The elephant is so immense that up close it is impossible to see in focus.
Its eyelashes are long and thick: they arch
Like the cables of a bridge. The eye’s iris is dense orange,
Darker orange than late leafs; thin black lines spread from the black pupil.
The light that hits the eye is varied by shadow and glare,
So the iris has all times: In places bright as early morning or dark as dusk.
At its center, the iris curves under itself, opening up to the pupil.
The skin-lines are deep and permanent, like cracks in the desert floor.
Between these lines the skin is patterned like scales or bumpy like leather.
Wrinkles are from an elephant’s smiles and grief.

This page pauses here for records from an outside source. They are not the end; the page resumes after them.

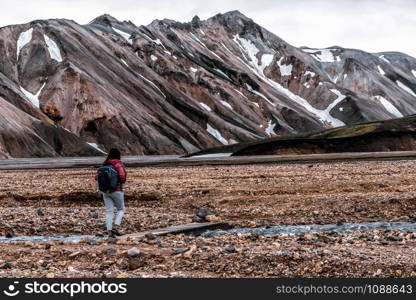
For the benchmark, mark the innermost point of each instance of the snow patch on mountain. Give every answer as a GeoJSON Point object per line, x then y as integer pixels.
{"type": "Point", "coordinates": [270, 128]}
{"type": "Point", "coordinates": [389, 107]}
{"type": "Point", "coordinates": [95, 146]}
{"type": "Point", "coordinates": [206, 107]}
{"type": "Point", "coordinates": [205, 46]}
{"type": "Point", "coordinates": [125, 35]}
{"type": "Point", "coordinates": [33, 98]}
{"type": "Point", "coordinates": [251, 50]}
{"type": "Point", "coordinates": [53, 49]}
{"type": "Point", "coordinates": [385, 59]}
{"type": "Point", "coordinates": [381, 70]}
{"type": "Point", "coordinates": [216, 134]}
{"type": "Point", "coordinates": [406, 88]}
{"type": "Point", "coordinates": [310, 73]}
{"type": "Point", "coordinates": [226, 104]}
{"type": "Point", "coordinates": [323, 55]}
{"type": "Point", "coordinates": [24, 38]}
{"type": "Point", "coordinates": [285, 70]}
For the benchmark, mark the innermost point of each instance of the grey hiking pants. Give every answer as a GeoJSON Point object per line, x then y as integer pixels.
{"type": "Point", "coordinates": [110, 200]}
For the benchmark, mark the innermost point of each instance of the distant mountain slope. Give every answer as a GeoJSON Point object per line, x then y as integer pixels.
{"type": "Point", "coordinates": [175, 88]}
{"type": "Point", "coordinates": [379, 136]}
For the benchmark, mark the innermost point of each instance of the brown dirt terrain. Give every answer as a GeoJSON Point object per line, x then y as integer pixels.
{"type": "Point", "coordinates": [43, 202]}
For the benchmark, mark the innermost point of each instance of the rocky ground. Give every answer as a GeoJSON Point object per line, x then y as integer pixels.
{"type": "Point", "coordinates": [42, 202]}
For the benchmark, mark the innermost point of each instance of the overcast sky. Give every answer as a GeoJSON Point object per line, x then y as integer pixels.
{"type": "Point", "coordinates": [370, 25]}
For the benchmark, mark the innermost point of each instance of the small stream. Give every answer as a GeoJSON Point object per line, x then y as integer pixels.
{"type": "Point", "coordinates": [50, 238]}
{"type": "Point", "coordinates": [269, 231]}
{"type": "Point", "coordinates": [314, 228]}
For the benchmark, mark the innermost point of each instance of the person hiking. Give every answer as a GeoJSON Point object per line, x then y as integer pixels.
{"type": "Point", "coordinates": [111, 177]}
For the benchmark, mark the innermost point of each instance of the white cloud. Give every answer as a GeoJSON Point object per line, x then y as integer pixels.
{"type": "Point", "coordinates": [370, 25]}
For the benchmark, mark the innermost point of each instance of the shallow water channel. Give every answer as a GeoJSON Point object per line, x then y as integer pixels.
{"type": "Point", "coordinates": [314, 228]}
{"type": "Point", "coordinates": [270, 231]}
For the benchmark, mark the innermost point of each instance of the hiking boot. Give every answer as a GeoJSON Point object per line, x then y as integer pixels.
{"type": "Point", "coordinates": [116, 232]}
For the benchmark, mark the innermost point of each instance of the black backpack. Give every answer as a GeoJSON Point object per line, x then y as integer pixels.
{"type": "Point", "coordinates": [107, 179]}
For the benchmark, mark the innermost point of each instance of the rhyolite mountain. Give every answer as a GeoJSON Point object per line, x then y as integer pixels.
{"type": "Point", "coordinates": [173, 88]}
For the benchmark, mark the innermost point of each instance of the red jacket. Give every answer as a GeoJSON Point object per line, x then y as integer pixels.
{"type": "Point", "coordinates": [121, 171]}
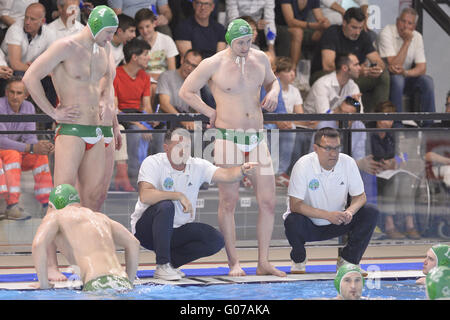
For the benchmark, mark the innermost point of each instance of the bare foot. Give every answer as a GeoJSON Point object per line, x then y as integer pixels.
{"type": "Point", "coordinates": [267, 269]}
{"type": "Point", "coordinates": [236, 271]}
{"type": "Point", "coordinates": [56, 275]}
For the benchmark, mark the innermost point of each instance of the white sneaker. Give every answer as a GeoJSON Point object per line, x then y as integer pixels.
{"type": "Point", "coordinates": [299, 268]}
{"type": "Point", "coordinates": [341, 261]}
{"type": "Point", "coordinates": [166, 272]}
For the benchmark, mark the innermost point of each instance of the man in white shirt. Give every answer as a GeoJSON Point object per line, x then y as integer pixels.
{"type": "Point", "coordinates": [67, 22]}
{"type": "Point", "coordinates": [27, 38]}
{"type": "Point", "coordinates": [403, 49]}
{"type": "Point", "coordinates": [330, 90]}
{"type": "Point", "coordinates": [319, 187]}
{"type": "Point", "coordinates": [163, 219]}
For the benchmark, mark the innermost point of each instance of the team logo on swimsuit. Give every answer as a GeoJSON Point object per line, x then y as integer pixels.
{"type": "Point", "coordinates": [98, 132]}
{"type": "Point", "coordinates": [314, 184]}
{"type": "Point", "coordinates": [168, 183]}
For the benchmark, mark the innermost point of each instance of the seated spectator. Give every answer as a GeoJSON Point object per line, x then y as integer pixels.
{"type": "Point", "coordinates": [293, 102]}
{"type": "Point", "coordinates": [373, 80]}
{"type": "Point", "coordinates": [164, 216]}
{"type": "Point", "coordinates": [263, 13]}
{"type": "Point", "coordinates": [67, 22]}
{"type": "Point", "coordinates": [292, 16]}
{"type": "Point", "coordinates": [124, 33]}
{"type": "Point", "coordinates": [396, 195]}
{"type": "Point", "coordinates": [25, 40]}
{"type": "Point", "coordinates": [437, 256]}
{"type": "Point", "coordinates": [320, 185]}
{"type": "Point", "coordinates": [403, 48]}
{"type": "Point", "coordinates": [330, 90]}
{"type": "Point", "coordinates": [132, 94]}
{"type": "Point", "coordinates": [22, 152]}
{"type": "Point", "coordinates": [163, 49]}
{"type": "Point", "coordinates": [334, 12]}
{"type": "Point", "coordinates": [159, 7]}
{"type": "Point", "coordinates": [10, 12]}
{"type": "Point", "coordinates": [200, 32]}
{"type": "Point", "coordinates": [169, 84]}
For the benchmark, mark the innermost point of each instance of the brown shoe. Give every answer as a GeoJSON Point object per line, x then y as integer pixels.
{"type": "Point", "coordinates": [394, 234]}
{"type": "Point", "coordinates": [16, 213]}
{"type": "Point", "coordinates": [413, 234]}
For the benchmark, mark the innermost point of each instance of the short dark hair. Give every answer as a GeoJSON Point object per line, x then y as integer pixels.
{"type": "Point", "coordinates": [125, 22]}
{"type": "Point", "coordinates": [144, 14]}
{"type": "Point", "coordinates": [325, 132]}
{"type": "Point", "coordinates": [134, 46]}
{"type": "Point", "coordinates": [170, 132]}
{"type": "Point", "coordinates": [341, 59]}
{"type": "Point", "coordinates": [354, 13]}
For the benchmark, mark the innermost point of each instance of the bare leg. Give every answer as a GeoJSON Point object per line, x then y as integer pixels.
{"type": "Point", "coordinates": [264, 185]}
{"type": "Point", "coordinates": [91, 175]}
{"type": "Point", "coordinates": [69, 151]}
{"type": "Point", "coordinates": [226, 155]}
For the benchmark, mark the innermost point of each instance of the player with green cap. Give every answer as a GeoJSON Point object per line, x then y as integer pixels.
{"type": "Point", "coordinates": [437, 255]}
{"type": "Point", "coordinates": [63, 195]}
{"type": "Point", "coordinates": [438, 283]}
{"type": "Point", "coordinates": [349, 282]}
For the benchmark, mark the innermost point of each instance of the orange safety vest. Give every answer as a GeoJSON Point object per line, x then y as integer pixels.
{"type": "Point", "coordinates": [14, 162]}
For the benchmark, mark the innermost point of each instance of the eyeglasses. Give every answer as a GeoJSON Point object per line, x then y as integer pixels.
{"type": "Point", "coordinates": [329, 148]}
{"type": "Point", "coordinates": [203, 4]}
{"type": "Point", "coordinates": [353, 102]}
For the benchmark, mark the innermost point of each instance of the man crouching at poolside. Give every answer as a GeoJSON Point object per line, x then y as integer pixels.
{"type": "Point", "coordinates": [87, 239]}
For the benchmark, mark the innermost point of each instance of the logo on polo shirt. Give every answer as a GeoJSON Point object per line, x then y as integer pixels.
{"type": "Point", "coordinates": [168, 183]}
{"type": "Point", "coordinates": [314, 184]}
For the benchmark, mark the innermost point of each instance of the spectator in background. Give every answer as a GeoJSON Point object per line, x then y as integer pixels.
{"type": "Point", "coordinates": [292, 16]}
{"type": "Point", "coordinates": [22, 152]}
{"type": "Point", "coordinates": [170, 83]}
{"type": "Point", "coordinates": [125, 32]}
{"type": "Point", "coordinates": [263, 13]}
{"type": "Point", "coordinates": [67, 22]}
{"type": "Point", "coordinates": [395, 194]}
{"type": "Point", "coordinates": [403, 49]}
{"type": "Point", "coordinates": [200, 31]}
{"type": "Point", "coordinates": [293, 102]}
{"type": "Point", "coordinates": [334, 12]}
{"type": "Point", "coordinates": [159, 7]}
{"type": "Point", "coordinates": [132, 94]}
{"type": "Point", "coordinates": [330, 90]}
{"type": "Point", "coordinates": [10, 12]}
{"type": "Point", "coordinates": [373, 80]}
{"type": "Point", "coordinates": [163, 49]}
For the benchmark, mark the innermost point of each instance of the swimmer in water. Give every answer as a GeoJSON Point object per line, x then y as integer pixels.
{"type": "Point", "coordinates": [235, 76]}
{"type": "Point", "coordinates": [438, 283]}
{"type": "Point", "coordinates": [437, 255]}
{"type": "Point", "coordinates": [82, 71]}
{"type": "Point", "coordinates": [349, 282]}
{"type": "Point", "coordinates": [87, 239]}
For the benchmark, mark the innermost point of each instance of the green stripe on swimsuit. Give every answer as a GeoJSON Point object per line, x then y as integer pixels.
{"type": "Point", "coordinates": [109, 281]}
{"type": "Point", "coordinates": [246, 141]}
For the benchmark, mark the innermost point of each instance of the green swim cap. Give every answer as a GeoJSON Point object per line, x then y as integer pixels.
{"type": "Point", "coordinates": [237, 29]}
{"type": "Point", "coordinates": [343, 270]}
{"type": "Point", "coordinates": [63, 195]}
{"type": "Point", "coordinates": [102, 17]}
{"type": "Point", "coordinates": [442, 252]}
{"type": "Point", "coordinates": [438, 283]}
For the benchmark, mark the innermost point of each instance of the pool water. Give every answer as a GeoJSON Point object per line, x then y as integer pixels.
{"type": "Point", "coordinates": [384, 289]}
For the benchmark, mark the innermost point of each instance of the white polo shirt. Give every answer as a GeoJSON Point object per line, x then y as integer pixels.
{"type": "Point", "coordinates": [326, 94]}
{"type": "Point", "coordinates": [30, 50]}
{"type": "Point", "coordinates": [158, 171]}
{"type": "Point", "coordinates": [390, 44]}
{"type": "Point", "coordinates": [322, 189]}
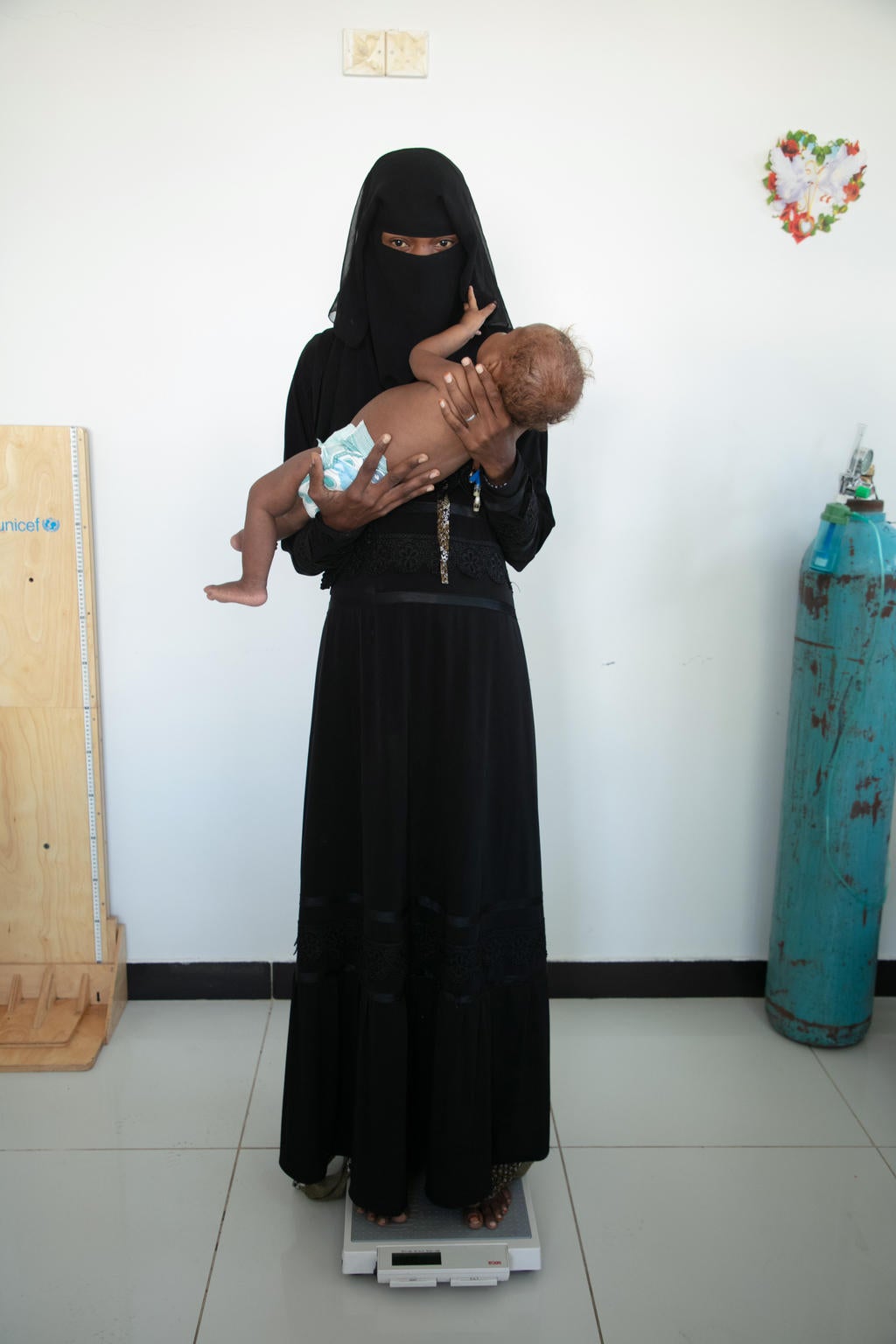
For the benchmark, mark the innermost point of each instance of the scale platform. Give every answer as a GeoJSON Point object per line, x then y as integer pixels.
{"type": "Point", "coordinates": [436, 1246]}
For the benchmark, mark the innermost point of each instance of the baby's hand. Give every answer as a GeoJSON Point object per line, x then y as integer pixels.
{"type": "Point", "coordinates": [473, 315]}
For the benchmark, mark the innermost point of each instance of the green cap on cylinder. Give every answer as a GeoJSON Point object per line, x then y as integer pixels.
{"type": "Point", "coordinates": [836, 514]}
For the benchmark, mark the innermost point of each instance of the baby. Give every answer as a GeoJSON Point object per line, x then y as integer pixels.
{"type": "Point", "coordinates": [537, 370]}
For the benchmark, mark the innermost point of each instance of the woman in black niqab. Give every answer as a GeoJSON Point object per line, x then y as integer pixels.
{"type": "Point", "coordinates": [419, 1027]}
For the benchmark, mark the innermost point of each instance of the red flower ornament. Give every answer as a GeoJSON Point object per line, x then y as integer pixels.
{"type": "Point", "coordinates": [810, 185]}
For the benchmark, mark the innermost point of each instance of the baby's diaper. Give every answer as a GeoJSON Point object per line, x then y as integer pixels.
{"type": "Point", "coordinates": [341, 456]}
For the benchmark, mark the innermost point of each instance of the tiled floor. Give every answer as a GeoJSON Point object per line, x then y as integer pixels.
{"type": "Point", "coordinates": [710, 1184]}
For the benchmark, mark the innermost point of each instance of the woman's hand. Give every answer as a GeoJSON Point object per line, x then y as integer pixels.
{"type": "Point", "coordinates": [476, 413]}
{"type": "Point", "coordinates": [364, 501]}
{"type": "Point", "coordinates": [473, 316]}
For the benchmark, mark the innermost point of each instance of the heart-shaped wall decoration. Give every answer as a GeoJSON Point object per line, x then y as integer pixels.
{"type": "Point", "coordinates": [810, 186]}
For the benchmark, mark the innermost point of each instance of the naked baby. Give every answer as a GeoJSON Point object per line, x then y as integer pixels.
{"type": "Point", "coordinates": [537, 371]}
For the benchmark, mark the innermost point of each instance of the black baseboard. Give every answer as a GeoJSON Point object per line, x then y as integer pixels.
{"type": "Point", "coordinates": [566, 978]}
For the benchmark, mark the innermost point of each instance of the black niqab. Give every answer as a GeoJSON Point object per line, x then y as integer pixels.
{"type": "Point", "coordinates": [389, 301]}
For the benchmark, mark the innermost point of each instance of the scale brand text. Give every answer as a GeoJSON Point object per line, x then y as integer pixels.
{"type": "Point", "coordinates": [32, 524]}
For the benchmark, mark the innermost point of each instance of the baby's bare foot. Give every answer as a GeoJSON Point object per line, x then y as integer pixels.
{"type": "Point", "coordinates": [381, 1218]}
{"type": "Point", "coordinates": [236, 592]}
{"type": "Point", "coordinates": [489, 1213]}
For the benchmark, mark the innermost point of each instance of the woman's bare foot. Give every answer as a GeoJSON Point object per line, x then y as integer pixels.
{"type": "Point", "coordinates": [491, 1211]}
{"type": "Point", "coordinates": [382, 1221]}
{"type": "Point", "coordinates": [236, 592]}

The trunk is there, and from this angle it slants a little
Like a nose (Even if people had orange eyes and gray skin,
Even then, you wouldn’t be inclined to call it human)
But it bends on itself: muscular, loose, soft, and wrinkled.
Every morning, when I look at this close-up photo, my desktop background,
My skin is soft from the steam of my shower, but cold and tightening in air.
Leaning to my computer, I remember a magazine article
I read once, about elephants suffering
As if from PTSD. Some attacked human villages.
These elephants would return to fields where they had buried the dead.
They acted like depressed humans, the journalist wrote.
Today, I saw an article about seven elephants
Killed by one train in India in an accident.
There were photos of the corpses being lifted by rope and wooden
Cranes. The tight ropes pull from the neck. The eyes are closed.
The head and trunk are loose to one side, no rigor mortis.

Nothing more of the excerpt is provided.